Antagonism between genes driving differentiation to different fates has been repeatedly established; often, enforced expression of a differentiated phenotype, whether by specific misexpression of a gene, or fusion of cells with different phenotypes, also leads to repression of the previous phenotype (repression of alternative fates has been proposed to be an essential mechanism of differentiation, reviewed by Cory, 1999). The idea of competition is reinforced by dose-dependency effects, shown for example by comparison of heterozygous and homozygous mutants, heterokaryon studies, or knock-down mutations (Weintraub, 1993, McDevitt et al., 1997, reviewed by Orkin, 2000; Crittenden et al., 2002), by monoallelic expression of a gene such as Pax5 (Nutt et al., 1999), and by dosage effects of interacting bHLH proteins (Zhuang et al., 1996). These effects argue that boolean models, in which a specific master gene would be turned on, initiate transcription of cell-type specific genes, and repress all other fates, are insufficient.

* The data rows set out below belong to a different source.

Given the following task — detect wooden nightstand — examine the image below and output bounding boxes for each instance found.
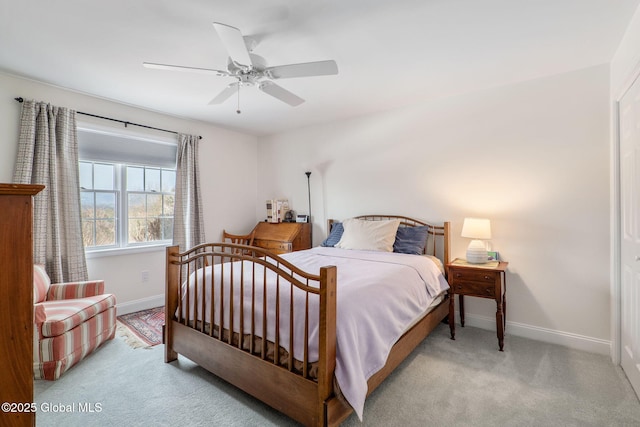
[253,222,311,254]
[447,258,509,351]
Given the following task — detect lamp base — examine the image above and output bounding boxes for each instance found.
[467,240,489,264]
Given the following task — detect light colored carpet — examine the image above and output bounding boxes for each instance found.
[35,325,640,427]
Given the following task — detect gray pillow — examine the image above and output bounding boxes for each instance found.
[393,225,429,255]
[320,222,344,247]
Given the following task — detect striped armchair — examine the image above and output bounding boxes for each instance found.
[33,265,116,380]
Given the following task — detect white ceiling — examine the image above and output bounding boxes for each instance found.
[0,0,640,135]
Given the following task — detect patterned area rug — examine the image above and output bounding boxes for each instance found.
[117,307,164,348]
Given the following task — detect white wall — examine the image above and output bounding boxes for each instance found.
[258,65,610,354]
[610,2,640,364]
[0,74,257,314]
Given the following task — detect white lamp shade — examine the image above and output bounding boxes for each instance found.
[461,218,491,240]
[461,218,491,264]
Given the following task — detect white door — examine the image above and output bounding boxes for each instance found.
[619,74,640,396]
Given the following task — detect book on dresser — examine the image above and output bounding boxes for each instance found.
[253,222,311,254]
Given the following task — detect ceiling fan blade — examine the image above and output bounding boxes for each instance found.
[265,60,338,79]
[213,22,253,67]
[258,81,304,107]
[209,82,240,105]
[142,62,229,76]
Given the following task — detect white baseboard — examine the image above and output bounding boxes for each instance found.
[116,294,164,316]
[456,313,611,356]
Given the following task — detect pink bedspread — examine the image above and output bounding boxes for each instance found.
[183,247,449,419]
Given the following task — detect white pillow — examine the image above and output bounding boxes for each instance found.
[336,218,400,252]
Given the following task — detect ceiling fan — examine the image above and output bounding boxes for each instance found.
[142,22,338,114]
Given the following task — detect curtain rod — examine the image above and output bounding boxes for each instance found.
[14,97,202,139]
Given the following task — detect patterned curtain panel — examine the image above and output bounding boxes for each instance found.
[13,100,88,283]
[173,134,205,251]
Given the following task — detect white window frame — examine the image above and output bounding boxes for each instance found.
[78,123,177,259]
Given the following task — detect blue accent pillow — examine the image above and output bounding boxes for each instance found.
[393,226,429,255]
[320,222,344,247]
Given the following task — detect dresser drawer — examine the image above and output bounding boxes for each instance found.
[253,239,293,253]
[451,282,496,298]
[449,269,498,298]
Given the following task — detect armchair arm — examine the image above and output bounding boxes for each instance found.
[46,280,104,301]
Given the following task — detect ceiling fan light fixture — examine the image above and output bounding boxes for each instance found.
[143,22,338,109]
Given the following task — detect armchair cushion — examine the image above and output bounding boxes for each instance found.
[36,294,116,337]
[46,280,104,301]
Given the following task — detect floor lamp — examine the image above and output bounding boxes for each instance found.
[304,172,313,247]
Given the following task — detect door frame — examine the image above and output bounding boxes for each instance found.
[609,59,640,365]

Competition between cell-fate determining factors has also been documented at the molecular level, for example in the case of neurogenesis, where bHLH proteins play a major role in specifying neural subtypes (Chien et al., 1996, Brunet and Ghysen, 1999). Gowan et al. (2001) have identified a network of 3 cross-repressive bHLH proteins (although not all possible cross-repressions have been characterised). Briscoe et al. (2000) have also shown that a cross-repressive gene network reads out the Shh gradient in the neural tube. Two sets of two cross-repressing genes have been identified, with a possibility that there is a larger, totally cross-repressive network (all the possible interactions do not seem to have been assessed yet). The competition can also happen by physical interaction between the factors, rather than by cross-repression of transcription: in hematopoeisis, GATA-1, which drives erythroid and megakaryocytic differentiation (Visvader et al., 1992, Iwasaki et al., 2003, Kulessa et al., 1995), and PU-1, a transcription factor essential for the expression of myleoid-specific genes (reviewed by Zhang et al., 1996), as well as B-cell specific genes (Chen et al., 1996), suppress each other's activity by physical interaction (Rekhtman et al., 1999, Nerlov et al., 2000, Zhang et al., 1999). This seems to be a general phenomenon in hematopoiesis (Hu et al., 1997, reviewed by Enver and Greaves, 1998, Cross and Enver, 1997).
In addition to repressing other genes, cell-fate determining factors often enhance their own expression; it has been proposed that this is a common property of "master switches" (Rothenberg et al., 1999).